De Baca became one of Teen Angel's biggest fans and — other than relatives — was the person who knew the artist most intimately in his twilight years, when he'd effectively become a hermit. It was then De Baca learned a secret about Teen Angel that would surprise, maybe even anger some of the artist's Latino fans: Teen Angel, who spent his career drawing big-haired cholitas and mustachioed cholos in a magazine for exactly that demographic, was white.

For De Baca, that doesn't change the impact Teen Angel had on the Chicano community, and an exhibit of old Teen Angels zines he co-curated with Bryan Ray Turcotte for Printed Matter's L.A. Art Book Fair helps solidify the artist's place in Chicano art history.

Credit: Teen Angels

Credit: Teen Angels

When it began appearing in convenience marts and mom-and-pop liquor stores throughout the region, Teen Angels was an affordable way for young Latinos to stay connected with what was happening in nearby communities that they might not otherwise be exposed to. “If you're from a little barrio in Southern California or Central California or Imperial Valley, all you knew was what was happening in your neighborhood,” De Baca explains.

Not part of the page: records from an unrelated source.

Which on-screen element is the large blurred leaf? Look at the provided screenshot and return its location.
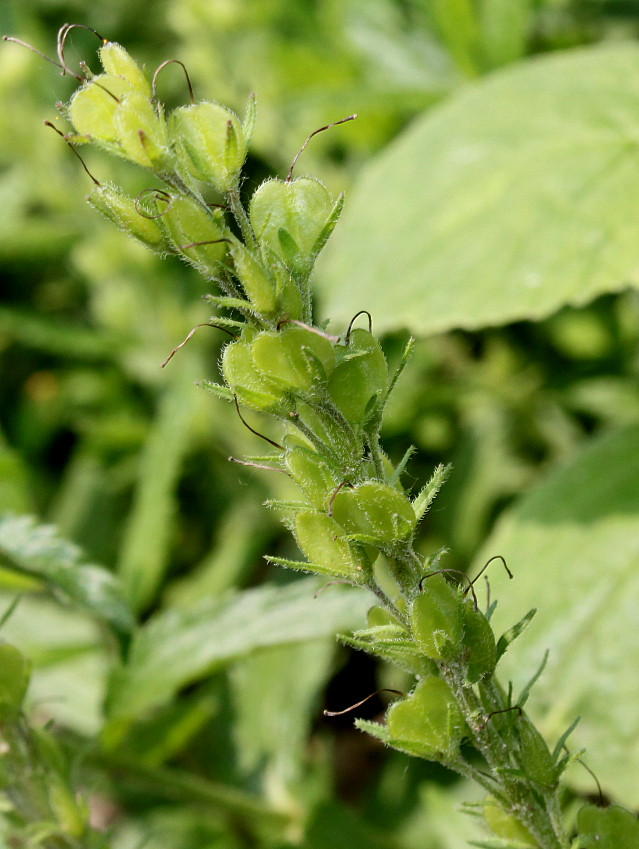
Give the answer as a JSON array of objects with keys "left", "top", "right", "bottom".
[
  {"left": 0, "top": 515, "right": 133, "bottom": 631},
  {"left": 108, "top": 579, "right": 371, "bottom": 718},
  {"left": 320, "top": 44, "right": 639, "bottom": 333},
  {"left": 472, "top": 426, "right": 639, "bottom": 807}
]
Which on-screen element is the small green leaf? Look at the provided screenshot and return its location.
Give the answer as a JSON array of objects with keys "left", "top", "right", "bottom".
[{"left": 0, "top": 516, "right": 133, "bottom": 631}]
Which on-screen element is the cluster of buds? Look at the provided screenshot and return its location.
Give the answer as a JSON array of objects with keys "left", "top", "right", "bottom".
[{"left": 1, "top": 30, "right": 592, "bottom": 849}]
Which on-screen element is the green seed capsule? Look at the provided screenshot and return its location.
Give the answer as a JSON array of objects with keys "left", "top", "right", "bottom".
[
  {"left": 410, "top": 575, "right": 463, "bottom": 660},
  {"left": 462, "top": 601, "right": 497, "bottom": 684},
  {"left": 88, "top": 183, "right": 168, "bottom": 252},
  {"left": 98, "top": 41, "right": 151, "bottom": 98},
  {"left": 386, "top": 675, "right": 466, "bottom": 763},
  {"left": 249, "top": 177, "right": 333, "bottom": 274},
  {"left": 284, "top": 446, "right": 337, "bottom": 509},
  {"left": 69, "top": 74, "right": 135, "bottom": 144},
  {"left": 328, "top": 328, "right": 388, "bottom": 425},
  {"left": 332, "top": 481, "right": 416, "bottom": 543},
  {"left": 231, "top": 242, "right": 277, "bottom": 316},
  {"left": 295, "top": 511, "right": 365, "bottom": 578},
  {"left": 169, "top": 101, "right": 246, "bottom": 194},
  {"left": 251, "top": 326, "right": 335, "bottom": 395},
  {"left": 157, "top": 196, "right": 228, "bottom": 268},
  {"left": 222, "top": 342, "right": 285, "bottom": 413}
]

The most beloved section of Teen Angels was probably the mail, which was especially popular among people trapped in the California penal system. “You had these guys in prison sending in all their artwork,” De Baca says. Teen Angels was like a visual version of The Art Laboe Connection's dedications, and edgier than anything you would find in Lowrider or elsewhere on traditional newsstands.

The zine peaked in the '80s and held on through the '90s, but in 2000 the artist behind Teen Angels called it quits and was no longer heard from. It turned out that no one in the Chicano community had ever known who Teen Angel was — it was surprisingly easy for him to vanish.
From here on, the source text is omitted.